You will need Maven 3 and Java 8 to build the project. The other dependencies such as UIMA, uimaFIT, StanfordNLP and OpenNLP are handled by maven. You can find a list of the dependencies in the pom.xml.
- Clone the repository.
git clone https://github.com/daimrod/csa.git
- Retrieve PubMed Open Access Corpus and CSV information. (more information)
- ftp://ftp.ncbi.nlm.nih.gov/pub/pmc/articles.A-B.tar.gz
- ftp://ftp.ncbi.nlm.nih.gov/pub/pmc/articles.C-H.tar.gz
- ftp://ftp.ncbi.nlm.nih.gov/pub/pmc/articles.I-N.tar.gz
- ftp://ftp.ncbi.nlm.nih.gov/pub/pmc/articles.O-Z.tar.gz
- ftp://ftp.ncbi.nlm.nih.gov/pub/pmc/file_list.csv
- Extract the corpus in the directory of your choice, we will suppose it’s in
\~/corpus
. - Go to project directory and build it using maven.
mvn -Ddev=true package
- Create a file
annotator.conf
with the following information:- inputDirectory
- the directory containing the PubMed Corpus
- outputDirectory
- the directory used to store the results
- listArticlesFilename
- a file containing the name of the articles to read
- mappingFilename
- a file describing the patterns used (more on this later)
- windowSize
- the size of the citation context window
- Run the Annotator.
java -cp target/csa-1.0-SNAPSHOT.jar jgreg.internship.nii.WF.AnnotatorWF -config annotator.conf
- Create a file
statistic.conf
with the following information:- inputDirectory
- the directory containing the results previously computed
- mappingFilename
- same as before
- outputFile
- the file containing the extracted statistics
- infoFile
- the file containing some additional information
- Run the Statistic module.
java -cp target/csa-1.0-SNAPSHOT.jar jgreg.internship.nii.WF.StatisticsWF -config statistic.conf
Here is a example of the annotator.conf
file:
inputDirectory = ~/corpus/
outputDirectory = ~/workspace/output/
listArticlesFilename = ~/workspace/mylist.txt
mappingFilename = ~/workspace/hs-mapping.lst
windowSize = 1
The statistic.conf
file has the exact same syntax:
inputDirectory = ~/workspace/output/
mappingFilename = ~/workspace/hs-mapping.lst
outputFile = ~/workspace/output/all-out.dat
infoFile = ~/workspace/output/info.dat
The mapping file is used to describe the order of the annotation in the results and where to find the cue phrases for each annotation.
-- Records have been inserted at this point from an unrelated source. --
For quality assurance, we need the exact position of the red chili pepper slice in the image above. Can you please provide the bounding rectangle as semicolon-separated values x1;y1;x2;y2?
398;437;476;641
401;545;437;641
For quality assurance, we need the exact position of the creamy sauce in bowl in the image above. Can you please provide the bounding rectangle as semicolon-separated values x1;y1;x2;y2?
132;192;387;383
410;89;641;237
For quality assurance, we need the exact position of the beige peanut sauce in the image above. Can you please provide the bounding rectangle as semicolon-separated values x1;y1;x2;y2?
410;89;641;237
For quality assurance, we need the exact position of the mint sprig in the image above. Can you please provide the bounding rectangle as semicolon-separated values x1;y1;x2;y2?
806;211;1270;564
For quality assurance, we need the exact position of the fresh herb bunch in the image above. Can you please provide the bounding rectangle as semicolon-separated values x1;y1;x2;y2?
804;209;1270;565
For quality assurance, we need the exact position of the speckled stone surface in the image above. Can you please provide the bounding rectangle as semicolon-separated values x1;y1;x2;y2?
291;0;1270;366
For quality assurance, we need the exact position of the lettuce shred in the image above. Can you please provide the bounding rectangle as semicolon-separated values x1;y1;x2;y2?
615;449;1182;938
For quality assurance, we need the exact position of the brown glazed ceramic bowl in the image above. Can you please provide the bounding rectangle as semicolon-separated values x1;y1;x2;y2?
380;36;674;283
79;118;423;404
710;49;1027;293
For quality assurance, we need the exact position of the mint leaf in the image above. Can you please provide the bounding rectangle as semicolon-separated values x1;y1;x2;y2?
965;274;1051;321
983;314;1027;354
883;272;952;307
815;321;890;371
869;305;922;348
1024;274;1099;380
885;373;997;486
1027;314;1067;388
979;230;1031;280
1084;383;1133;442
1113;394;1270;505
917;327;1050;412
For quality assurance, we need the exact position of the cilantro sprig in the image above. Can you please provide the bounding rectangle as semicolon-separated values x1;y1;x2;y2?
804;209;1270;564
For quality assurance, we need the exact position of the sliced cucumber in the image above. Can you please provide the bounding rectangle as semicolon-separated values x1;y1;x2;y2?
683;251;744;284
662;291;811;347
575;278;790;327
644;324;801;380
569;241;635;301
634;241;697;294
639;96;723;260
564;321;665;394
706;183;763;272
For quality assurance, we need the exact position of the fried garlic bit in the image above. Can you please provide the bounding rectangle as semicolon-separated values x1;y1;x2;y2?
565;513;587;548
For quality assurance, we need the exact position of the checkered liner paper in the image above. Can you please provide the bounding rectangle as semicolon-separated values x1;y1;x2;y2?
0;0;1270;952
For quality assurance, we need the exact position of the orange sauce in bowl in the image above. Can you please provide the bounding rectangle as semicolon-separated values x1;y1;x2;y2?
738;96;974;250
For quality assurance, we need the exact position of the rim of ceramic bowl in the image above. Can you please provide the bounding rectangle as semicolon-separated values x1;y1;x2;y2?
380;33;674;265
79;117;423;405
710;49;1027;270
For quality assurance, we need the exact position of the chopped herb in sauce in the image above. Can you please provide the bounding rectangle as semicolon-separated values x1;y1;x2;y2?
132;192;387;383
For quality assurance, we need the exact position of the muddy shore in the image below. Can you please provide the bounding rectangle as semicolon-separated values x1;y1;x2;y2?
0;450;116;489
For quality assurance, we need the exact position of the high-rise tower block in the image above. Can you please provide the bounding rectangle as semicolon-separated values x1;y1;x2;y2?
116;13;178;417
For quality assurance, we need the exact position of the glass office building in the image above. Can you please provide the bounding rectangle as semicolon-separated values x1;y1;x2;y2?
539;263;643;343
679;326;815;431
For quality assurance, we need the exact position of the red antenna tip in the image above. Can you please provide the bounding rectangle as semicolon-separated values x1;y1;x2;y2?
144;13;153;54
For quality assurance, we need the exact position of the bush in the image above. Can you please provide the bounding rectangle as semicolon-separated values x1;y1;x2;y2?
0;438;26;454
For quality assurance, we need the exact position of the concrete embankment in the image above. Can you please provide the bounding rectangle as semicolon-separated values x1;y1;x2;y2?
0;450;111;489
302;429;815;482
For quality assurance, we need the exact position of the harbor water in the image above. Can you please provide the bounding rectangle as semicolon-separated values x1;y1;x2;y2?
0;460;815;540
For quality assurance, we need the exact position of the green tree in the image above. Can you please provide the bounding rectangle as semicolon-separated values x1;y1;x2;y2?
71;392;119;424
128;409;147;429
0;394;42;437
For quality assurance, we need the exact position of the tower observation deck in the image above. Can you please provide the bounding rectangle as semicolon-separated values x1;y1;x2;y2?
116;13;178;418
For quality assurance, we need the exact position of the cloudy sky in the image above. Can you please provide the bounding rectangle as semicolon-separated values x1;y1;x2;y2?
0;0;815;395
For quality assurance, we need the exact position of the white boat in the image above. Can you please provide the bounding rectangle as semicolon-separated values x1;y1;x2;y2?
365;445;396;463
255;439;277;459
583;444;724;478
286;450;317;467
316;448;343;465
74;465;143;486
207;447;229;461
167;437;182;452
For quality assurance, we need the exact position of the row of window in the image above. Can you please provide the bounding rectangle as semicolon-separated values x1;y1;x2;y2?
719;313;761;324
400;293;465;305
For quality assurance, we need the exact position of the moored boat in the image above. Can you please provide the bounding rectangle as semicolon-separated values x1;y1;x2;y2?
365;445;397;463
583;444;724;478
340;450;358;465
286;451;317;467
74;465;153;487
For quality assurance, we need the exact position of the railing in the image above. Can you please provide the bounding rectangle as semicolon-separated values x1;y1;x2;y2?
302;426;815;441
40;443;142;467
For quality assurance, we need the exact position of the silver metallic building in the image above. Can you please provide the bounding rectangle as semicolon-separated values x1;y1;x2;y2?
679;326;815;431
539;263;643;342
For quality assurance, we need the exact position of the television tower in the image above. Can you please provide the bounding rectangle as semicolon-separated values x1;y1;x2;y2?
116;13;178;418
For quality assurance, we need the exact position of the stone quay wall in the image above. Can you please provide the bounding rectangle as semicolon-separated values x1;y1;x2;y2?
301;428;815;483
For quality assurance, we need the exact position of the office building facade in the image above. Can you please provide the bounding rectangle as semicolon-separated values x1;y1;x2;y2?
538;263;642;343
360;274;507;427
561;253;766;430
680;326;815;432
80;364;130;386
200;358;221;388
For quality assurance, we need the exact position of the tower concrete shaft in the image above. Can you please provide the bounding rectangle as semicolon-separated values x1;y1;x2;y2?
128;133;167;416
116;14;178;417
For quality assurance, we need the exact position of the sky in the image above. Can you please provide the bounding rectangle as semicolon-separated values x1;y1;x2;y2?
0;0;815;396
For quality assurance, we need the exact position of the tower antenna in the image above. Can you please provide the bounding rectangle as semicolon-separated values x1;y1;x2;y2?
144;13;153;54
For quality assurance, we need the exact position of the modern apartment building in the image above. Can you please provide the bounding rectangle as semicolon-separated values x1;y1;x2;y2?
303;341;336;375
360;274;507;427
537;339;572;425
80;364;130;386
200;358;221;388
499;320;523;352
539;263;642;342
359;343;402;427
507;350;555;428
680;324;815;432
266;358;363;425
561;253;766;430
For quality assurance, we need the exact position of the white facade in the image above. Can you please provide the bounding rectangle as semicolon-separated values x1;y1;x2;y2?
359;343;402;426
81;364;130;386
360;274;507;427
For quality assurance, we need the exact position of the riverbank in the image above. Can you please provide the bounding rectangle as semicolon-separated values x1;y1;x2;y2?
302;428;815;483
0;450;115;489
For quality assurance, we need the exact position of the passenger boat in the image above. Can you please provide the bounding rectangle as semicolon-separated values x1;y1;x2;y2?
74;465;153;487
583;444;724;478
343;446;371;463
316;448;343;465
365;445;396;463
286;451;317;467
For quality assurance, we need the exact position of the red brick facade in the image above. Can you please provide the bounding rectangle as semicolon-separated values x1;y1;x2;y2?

order = negative neutral positive
# Sentiment cues phrases
negative = ~/workspace/negative.pat
neutral = ~/workspace/neutral.pat
positive = ~/workspace/positive.pat
The Annotator module uses the Stanford NLP Token Sequence Matcher to match cues pharses. You can find a description of the accepted syntax here.
The pattern files must have one pattern per line, here are some examples of the accepted patterns:
good
/state-of-the-art/
{ tag:"NN" } achieve
You can dispatch the processing on N processes by splitting the list of articles in N chunks (e.g. using the split(1) command) and using the GNU Parallel tool.
For example, to use 20 cores:
split -n l/20 path/to/listArticlesFilename list-
ls list-* | parallel --halt 2 \
java -cp target/csa-1.0-SNAPSHOT.jar \
jgreg.internship.nii.WF.AnnotatorWF \
-config annotator.conf \
-listArticlesFilename {}
The split(1) command will split the file listArticlesFilename
in 20 files prefixed by “list-“. We then use the parallel(1) command to run as many java processes as input file and overriding the listArticlesFilename
parameter from the configuration file using a command line parameter.